Buscou-se, ao longo do presente estudo, discutir as questões afetas aos impactos da Uberização nas relações de trabalho. Logo, foram analisadas questões como a proteção conferida ao trabalhador ao longo dos tempos e as mudanças no modo de produção, os reflexos das novas tecnologias nas relações sociais e jurídicas e o atual panorama doutrinário e jurisprudencial do reconhecimento do vínculo de emprego entre plataforma digital e prestador de serviços.

Viu-se que, no Brasil, para ser amparado pelo Direito do Trabalho, o trabalhador necessita estar inserido em uma relação de emprego, configurada a partir de alguns pressupostos. Dentre eles, a subordinação é considerada essencial. Como o estudo demonstrou, não tem prosperado a tentativa de admitir a existência de subordinação na relação entre a Uber e os motoristas, e a posição predominante nos tribunais trabalhistas é de negar provimento a esta hipótese. Assim, sobressai a percepção de que a natureza do negócio praticado pela Uber ainda não é bem compreendida pelo Direito Trabalhista.

Do ponto de vista econômico, o modelo da Uber é indiscutivelmente bem sucedido. Não se vislumbra, ao menos no Brasil, um recuo ou revisão do modelo. Pelo contrário, pode-se até mesmo antever sua expansão: recentemente, a plataforma Uber ampliou o modelo de negócios para incluir a categoria “táxi”.

Além disso, o número de trabalhadores que passaram a exercer a atividade de “motorista de aplicativo” tem aumentado progressivamente.
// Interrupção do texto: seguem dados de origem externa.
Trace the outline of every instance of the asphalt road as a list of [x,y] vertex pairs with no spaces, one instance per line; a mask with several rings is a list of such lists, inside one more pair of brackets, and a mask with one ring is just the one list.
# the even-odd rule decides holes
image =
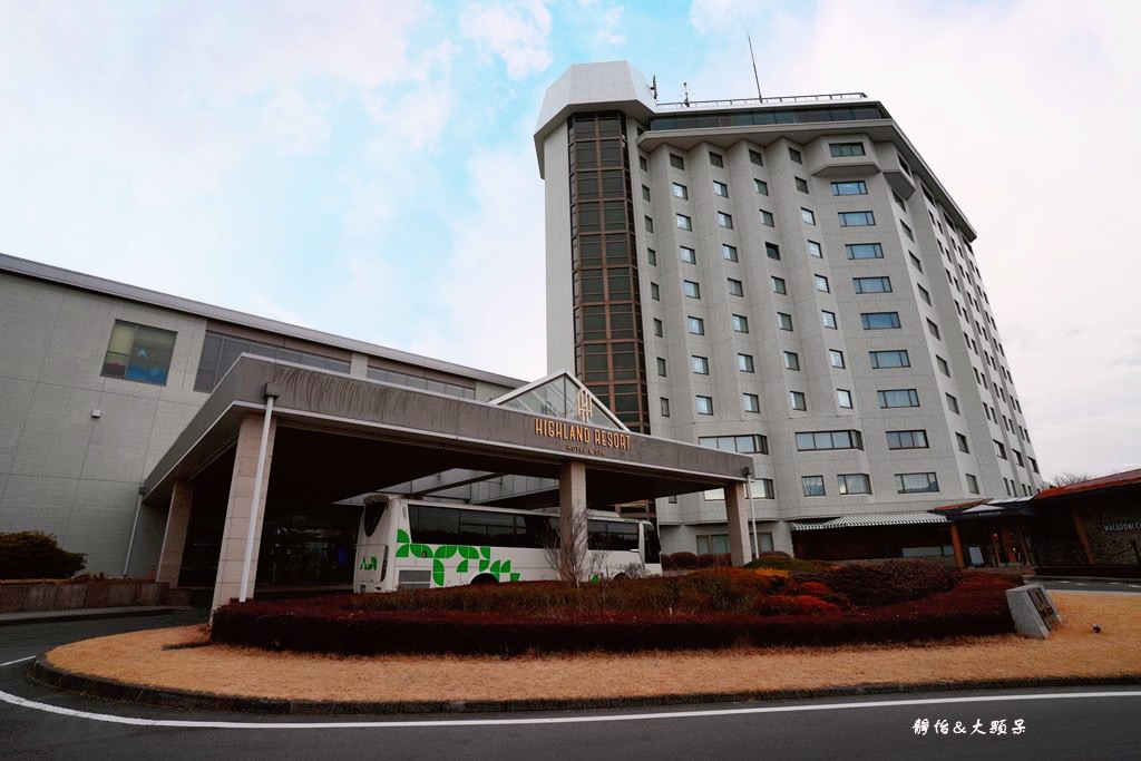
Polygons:
[[[201,614],[173,614],[7,626],[0,629],[0,663],[78,639],[199,620]],[[1136,758],[1141,747],[1136,721],[1141,690],[1135,687],[940,691],[647,711],[324,719],[88,699],[26,682],[26,662],[0,666],[0,690],[6,696],[41,704],[14,705],[11,697],[0,695],[0,755],[6,760],[1122,759]],[[1000,721],[1005,734],[993,723]],[[944,727],[946,734],[940,731]]]

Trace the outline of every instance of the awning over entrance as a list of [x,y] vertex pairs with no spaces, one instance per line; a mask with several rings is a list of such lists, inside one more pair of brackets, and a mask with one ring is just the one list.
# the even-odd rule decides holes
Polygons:
[[841,516],[824,520],[793,520],[788,527],[794,532],[820,531],[824,528],[863,528],[865,526],[906,526],[912,524],[945,524],[947,519],[931,512],[867,512],[858,516]]
[[564,375],[495,404],[243,355],[144,483],[145,503],[170,505],[160,580],[177,583],[202,510],[215,510],[220,536],[205,550],[220,542],[217,607],[253,588],[267,510],[292,517],[394,485],[429,479],[410,486],[428,494],[500,475],[539,486],[482,504],[558,505],[561,518],[723,488],[744,562],[751,459],[630,432]]

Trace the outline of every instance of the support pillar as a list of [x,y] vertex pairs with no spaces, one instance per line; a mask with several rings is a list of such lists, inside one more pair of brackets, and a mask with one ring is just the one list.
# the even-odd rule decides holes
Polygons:
[[955,551],[955,567],[962,570],[966,567],[966,556],[963,554],[963,537],[958,535],[958,524],[950,524],[950,549]]
[[725,485],[725,519],[729,527],[729,557],[733,565],[743,566],[752,559],[752,548],[748,543],[748,505],[742,481]]
[[178,573],[183,569],[183,550],[186,548],[186,529],[191,525],[191,505],[194,502],[194,485],[176,480],[170,492],[170,512],[167,528],[162,534],[162,551],[159,553],[156,582],[178,586]]
[[[229,502],[226,505],[226,525],[221,536],[221,553],[218,558],[218,577],[211,609],[217,609],[232,598],[238,597],[242,586],[242,568],[245,559],[245,540],[250,533],[250,510],[253,500],[253,481],[258,472],[258,452],[261,445],[261,427],[265,415],[248,414],[237,432],[237,451],[234,453],[234,473],[229,481]],[[266,462],[261,475],[261,491],[258,515],[253,526],[253,554],[250,558],[249,588],[258,569],[258,551],[261,545],[261,523],[266,515],[266,492],[269,486],[269,465],[273,462],[274,436],[277,421],[269,421],[266,440]],[[252,597],[252,594],[250,596]]]
[[[586,558],[586,463],[572,461],[559,470],[559,537],[577,547],[573,550],[561,547],[566,557]],[[580,570],[586,570],[581,568]],[[578,581],[586,581],[580,578]]]

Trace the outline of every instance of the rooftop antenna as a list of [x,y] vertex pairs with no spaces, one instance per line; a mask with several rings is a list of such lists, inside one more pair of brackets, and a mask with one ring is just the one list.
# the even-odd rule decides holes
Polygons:
[[756,82],[756,99],[763,100],[764,98],[761,97],[761,78],[756,75],[756,56],[753,55],[753,35],[750,34],[747,37],[748,37],[748,57],[753,62],[753,80]]

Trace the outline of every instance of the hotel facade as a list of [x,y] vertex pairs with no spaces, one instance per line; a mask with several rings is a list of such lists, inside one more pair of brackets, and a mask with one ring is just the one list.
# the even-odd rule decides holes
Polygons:
[[[974,229],[884,105],[655,95],[624,62],[547,91],[549,369],[748,455],[762,551],[949,557],[930,509],[1035,494]],[[647,509],[666,551],[725,551],[722,493]]]

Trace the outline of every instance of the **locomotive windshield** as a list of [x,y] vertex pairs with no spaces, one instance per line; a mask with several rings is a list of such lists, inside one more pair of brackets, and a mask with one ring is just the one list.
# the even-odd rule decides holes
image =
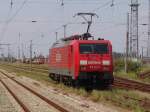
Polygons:
[[80,44],[80,54],[107,54],[108,44]]

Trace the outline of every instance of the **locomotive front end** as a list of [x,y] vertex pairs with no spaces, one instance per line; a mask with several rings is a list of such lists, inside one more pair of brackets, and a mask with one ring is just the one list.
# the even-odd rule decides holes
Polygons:
[[108,41],[79,43],[79,54],[79,80],[113,83],[112,46]]

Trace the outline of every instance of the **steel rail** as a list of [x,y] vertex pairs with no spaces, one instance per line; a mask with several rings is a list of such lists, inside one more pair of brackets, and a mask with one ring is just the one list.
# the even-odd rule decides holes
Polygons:
[[58,104],[54,103],[53,101],[49,100],[48,98],[44,97],[43,95],[37,93],[36,91],[32,90],[31,88],[27,87],[26,85],[20,83],[19,81],[15,80],[14,78],[8,76],[8,74],[4,73],[3,71],[0,71],[3,75],[5,75],[6,77],[8,77],[9,79],[13,80],[14,82],[16,82],[17,84],[19,84],[20,86],[24,87],[25,89],[27,89],[28,91],[30,91],[31,93],[35,94],[36,96],[38,96],[39,98],[41,98],[43,101],[45,101],[46,103],[48,103],[50,106],[55,107],[57,110],[59,110],[60,112],[69,112],[68,110],[66,110],[65,108],[59,106]]
[[0,82],[5,86],[5,88],[8,90],[8,92],[14,97],[14,99],[17,101],[17,103],[22,107],[24,112],[31,112],[26,105],[15,95],[15,93],[0,79]]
Este aumento é especialmente dramático, principalmente em virtude da crise econômica que culminou em inúmeros desempregados, o que tem levado milhares de trabalhadores ao trabalho sob plataformas digitais, mesmo que às custas de eventual fragilização de sua proteção trabalhista.

Se tal fragilização ocorre, ela de fato deve muito à incompreensão dos novos modelos econômicos por parte do Direito Trabalhista. A jurisprudência brasileira ainda parece aferrar-se ao modelo tradicional, onde a prestação de serviços era realizada apenas sob as ordens diretas do empregador, modelo do qual surgiu o conceito tradicional de subordinação jurídica.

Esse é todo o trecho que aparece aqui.